Задушенный вой раздавался совсем близко.
Колени полковника наткнулись на что-то костисто-мягкое, обвешанное, как латами, развинченной амуницией.
Наклоняясь и хватая руками зеленую пустоту, Знамский обхватил мечущееся под собой нечто и с ужасом почувствовал под руками расхристанные волосы, тонкую шею, охваченную шершавым воротом. Хрип удушаемого прошел через Знамского как молния и сотряс его всего, до основания, толчками выщелкивая из трепещущих сосудов окопную копоть. До блиндажа двадцать метров, мелькнуло в нем. Подхватив солдата за локти, Званский, задыхаясь, поволок его по жидкой грязи, но вдруг эти руки, вцепившиеся ему в ремень, ослабели и начали разжиматься.
Тогда полковник изо всех сил прижал к полам шинели отваливающуюся набок солдатскую голову, и вытянулся, будто бы стиснутый столбняком. «Как у Рембрандта, – спасая помутившийся разум, спасительно вспыхнуло в нем. – Стоим, как в «Блудном сыне» у Рембрандта».
И Сын – отходит к Отцу.
Луков схватил Званского как раз в тот момент, когда полковник потянулся содрать с себя противогаз.
…Конобеев, ощупывая затвор, дослал патрон и снова остановился: никто не стрелял.
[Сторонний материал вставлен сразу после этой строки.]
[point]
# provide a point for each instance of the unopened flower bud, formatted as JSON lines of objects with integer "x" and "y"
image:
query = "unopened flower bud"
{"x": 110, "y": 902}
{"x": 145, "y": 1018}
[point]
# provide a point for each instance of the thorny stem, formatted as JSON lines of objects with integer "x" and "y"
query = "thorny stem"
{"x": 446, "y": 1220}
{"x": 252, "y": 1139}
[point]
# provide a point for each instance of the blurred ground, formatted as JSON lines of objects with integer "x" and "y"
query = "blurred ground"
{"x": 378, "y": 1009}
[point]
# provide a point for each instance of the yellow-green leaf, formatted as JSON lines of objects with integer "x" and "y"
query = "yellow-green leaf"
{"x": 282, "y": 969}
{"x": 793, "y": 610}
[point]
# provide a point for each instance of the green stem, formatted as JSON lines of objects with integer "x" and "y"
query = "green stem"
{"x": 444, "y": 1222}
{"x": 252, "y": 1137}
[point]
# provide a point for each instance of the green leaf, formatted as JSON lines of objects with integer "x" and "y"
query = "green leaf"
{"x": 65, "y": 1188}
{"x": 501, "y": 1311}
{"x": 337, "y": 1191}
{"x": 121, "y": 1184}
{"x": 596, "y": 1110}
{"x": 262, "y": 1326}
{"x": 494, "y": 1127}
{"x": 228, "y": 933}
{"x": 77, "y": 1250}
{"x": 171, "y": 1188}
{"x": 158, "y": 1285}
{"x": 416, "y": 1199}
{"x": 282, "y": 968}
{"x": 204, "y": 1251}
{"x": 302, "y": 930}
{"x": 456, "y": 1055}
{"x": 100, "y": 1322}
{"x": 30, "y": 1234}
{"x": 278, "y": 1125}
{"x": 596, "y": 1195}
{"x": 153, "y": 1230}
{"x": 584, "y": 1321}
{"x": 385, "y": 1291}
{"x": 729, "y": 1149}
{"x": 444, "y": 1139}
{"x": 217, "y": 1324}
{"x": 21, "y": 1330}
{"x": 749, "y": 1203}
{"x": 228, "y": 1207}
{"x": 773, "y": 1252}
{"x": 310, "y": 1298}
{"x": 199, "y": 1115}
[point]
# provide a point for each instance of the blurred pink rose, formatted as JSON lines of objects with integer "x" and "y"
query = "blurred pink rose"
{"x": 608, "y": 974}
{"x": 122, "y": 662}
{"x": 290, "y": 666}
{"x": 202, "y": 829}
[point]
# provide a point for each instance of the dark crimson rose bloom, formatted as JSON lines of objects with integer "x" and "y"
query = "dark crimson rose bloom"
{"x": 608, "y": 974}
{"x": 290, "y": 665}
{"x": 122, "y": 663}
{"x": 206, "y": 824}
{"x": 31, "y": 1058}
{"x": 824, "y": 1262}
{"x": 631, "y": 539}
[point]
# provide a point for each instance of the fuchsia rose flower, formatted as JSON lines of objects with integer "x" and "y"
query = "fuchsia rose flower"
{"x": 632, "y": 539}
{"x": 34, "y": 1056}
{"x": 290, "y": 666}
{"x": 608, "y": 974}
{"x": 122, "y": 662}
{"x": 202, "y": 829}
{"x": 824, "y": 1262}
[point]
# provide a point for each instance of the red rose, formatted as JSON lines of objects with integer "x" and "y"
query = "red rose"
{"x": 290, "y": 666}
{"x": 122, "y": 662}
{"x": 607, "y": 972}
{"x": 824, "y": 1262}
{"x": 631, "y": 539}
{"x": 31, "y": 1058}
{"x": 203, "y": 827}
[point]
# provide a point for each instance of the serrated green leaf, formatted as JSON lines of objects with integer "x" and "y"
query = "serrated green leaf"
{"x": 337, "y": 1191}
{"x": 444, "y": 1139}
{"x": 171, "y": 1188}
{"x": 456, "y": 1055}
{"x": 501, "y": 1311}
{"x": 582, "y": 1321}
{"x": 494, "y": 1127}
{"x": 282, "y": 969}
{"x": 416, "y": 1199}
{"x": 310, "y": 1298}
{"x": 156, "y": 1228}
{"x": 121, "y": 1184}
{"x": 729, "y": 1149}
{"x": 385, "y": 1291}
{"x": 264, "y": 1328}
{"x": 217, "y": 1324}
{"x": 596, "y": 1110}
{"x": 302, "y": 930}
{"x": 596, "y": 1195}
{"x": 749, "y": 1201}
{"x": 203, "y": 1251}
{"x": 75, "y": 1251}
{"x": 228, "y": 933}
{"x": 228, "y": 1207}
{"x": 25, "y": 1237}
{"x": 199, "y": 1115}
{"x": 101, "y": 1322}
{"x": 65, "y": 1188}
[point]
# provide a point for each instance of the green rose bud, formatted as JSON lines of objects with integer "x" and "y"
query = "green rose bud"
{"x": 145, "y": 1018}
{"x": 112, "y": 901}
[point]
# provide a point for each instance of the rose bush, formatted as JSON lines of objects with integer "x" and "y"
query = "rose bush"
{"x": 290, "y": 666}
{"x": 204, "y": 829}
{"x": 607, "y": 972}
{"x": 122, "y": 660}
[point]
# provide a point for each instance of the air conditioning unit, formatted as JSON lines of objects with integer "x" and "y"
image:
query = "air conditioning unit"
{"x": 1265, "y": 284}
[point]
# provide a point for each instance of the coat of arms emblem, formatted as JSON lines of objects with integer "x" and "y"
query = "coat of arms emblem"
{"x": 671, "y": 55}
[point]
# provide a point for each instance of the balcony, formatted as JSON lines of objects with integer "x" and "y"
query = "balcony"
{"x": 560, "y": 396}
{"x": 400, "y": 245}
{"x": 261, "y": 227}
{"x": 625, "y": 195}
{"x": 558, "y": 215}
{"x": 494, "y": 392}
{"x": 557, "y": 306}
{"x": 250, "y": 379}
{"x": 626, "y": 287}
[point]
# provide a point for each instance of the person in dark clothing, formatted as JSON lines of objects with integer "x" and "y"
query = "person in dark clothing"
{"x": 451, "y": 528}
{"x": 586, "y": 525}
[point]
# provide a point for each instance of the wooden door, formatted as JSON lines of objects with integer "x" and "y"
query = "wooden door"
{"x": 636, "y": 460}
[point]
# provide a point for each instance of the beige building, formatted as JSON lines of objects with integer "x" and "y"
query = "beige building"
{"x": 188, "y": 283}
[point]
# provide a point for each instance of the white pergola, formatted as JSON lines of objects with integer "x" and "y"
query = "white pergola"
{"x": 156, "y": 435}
Наваливалась тишина. Никто не рвался через проволоку, выкрикивая немецкие рычащие слова, не хватал его за шкирку, понуждая встать перед неприятелем во весь рост.
Перед окулярами, успевшими запотеть, плыли зеленые клубы. Ад наступал.
Конобееву показалось, что его уже нет в живых. Только отчасти убеждала его в нахождении на этом свете примерзшая к пальцам винтовка, да еще облепивший голову противогаз, сделавшийся ледяным. Зеленые струи обволакивали его, текли по нему, закручивались лентами, кольцами, потом будто изнутри приходила жаркая волна, развеивала их, но они появлялись вновь и заполоняли пространство, выдавливая из него душу.
Но душа жила.
Конобеев не знал об этом, но душа его, вечно зрящая, бесконечно ранимая, стонущая и певчая, жила и каменела от горя.
И тогда Конобеев запел. Из него вырвались сначала слова песни, которую он давным-давно услышал от матери. За этой песней, судорогой сводя побелевшие на затворе кулаки, прогремела внутри него веселая и злая плясовая мелодия.
Извне, от распростертой фигуры его, исходил во мглу лишь металлический хрип, но с каждым слогом родной речи солдат напружинивался, изготавливаясь к броску туда, где все это не будет иметь уже никакого значения.
Но тут позади Конобеева вспыхнул и озарил безобразно избороздившие землю окопы красноватый свет: на русской стороне зажгли прожектор, и Конобеев принял его за сигнал к контратаке. Он уже совсем было решил вскочить, закричать что-то неподобное и ринуться вперед, как чья-то рука вжала его в землю. Обернувшись, Конобеев увидел словно бы себя самого: маска была совсем рядом, бледная, жалкая, мышиная. Его ощупывали. По погонам на офицерской шинели Конобеев узнал прапорщика.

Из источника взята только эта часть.